The Santos Board declared an interim dividend of US13.4 cents per share, franked to 10 per cent and up on the prior year. This represents 40 per cent of free cash flow from operations in line with the company’s dividend policy and is up on the prior year. 

A non-cash exploration and evaluation impairment charge of US$119 million was recognised in relation to the Hides footwall in PNG. 

The excellent first half operational result reinforces the strength of our base business and our ability to self-execute development projects, highlighted by accelerated first oil guidance for Pikka phase 1 to the first quarter of 2026, DLNG RFSU achieved and Barossa first gas imminent. The additional production and cash flows from Barossa LNG and Pikka phase 1 are expected to underpin stronger shareholder returns into the future. 

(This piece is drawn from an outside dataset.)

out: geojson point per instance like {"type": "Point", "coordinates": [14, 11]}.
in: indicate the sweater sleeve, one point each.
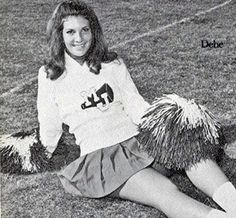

Santos Managing Director and Chief Executive Officer Kevin Gallagher said the company’s strong free cash flow from operations reflects the strength of Santos’ diversified portfolio, the success of our disciplined low-cost operating model and the cash-generative capability of the base business. The first half has also further demonstrated the company’s major development project execution excellence as a result of our in-house self-execution capability developed over the last decade.  

Mr Gallagher said, 
“Today’s results demonstrate the reliability of Santos to generate strong cash flow from operations, deliver major development projects successfully and provide competitive, reliable shareholder returns through disciplined capital allocation. Our low-cost operating model continues to underpin the resilience of our business in our continual fight against inflation throughout the commodity price cycle. 

“Another strong cash flow year from our long-life gas assets has enabled us to deliver shareholder returns while investing in our Barossa and Pikka development projects, which will bring new production online this year and next. Barossa LNG together with Pikka phase 1, are expected to deliver a ~30 per cent increase in production by 2027. 

“Our LNG marketing business continues to perform well with strong average realised prices and tier one customers, including, most recently QatarEnergy Trading LLC. The commercial flexibility of our LNG portfolio has provided opportunities to take advantage of market conditions and further optimise the portfolio. 

“Santos’ equity LNG portfolio is about 90 per cent contracted over the next five years, with strong pricing driven by the high heating value of our LNG, our reliability and proximity to growing Asian markets. 

“Barossa LNG is more than 98 per cent complete and first gas is expected imminently. The Darwin LNG plant has reached RFSU and the Barossa FPSO is expected to meet its RFSU milestone within weeks. 

“I’m pleased to announce that we’re accelerating first oil guidance for our Pikka phase 1 project to the first quarter of 2026. With 21 wells drilled, the project is making strong progress. The seawater treatment plant, fabricated in Batam, Indonesia, is now on location in Alaska and key processing modules have safely arrived at Oliktok Point after a complex journey from the Hay River Marine Terminal, eliminating one of the major risks to the project schedule. 
 
“Our disciplined low-cost operating model underpins the business and is crucial in today’s volatile external environment. We remain focused on delivering US$150 million in annual structural savings, driving higher margins and value for shareholders,” Mr Gallagher said.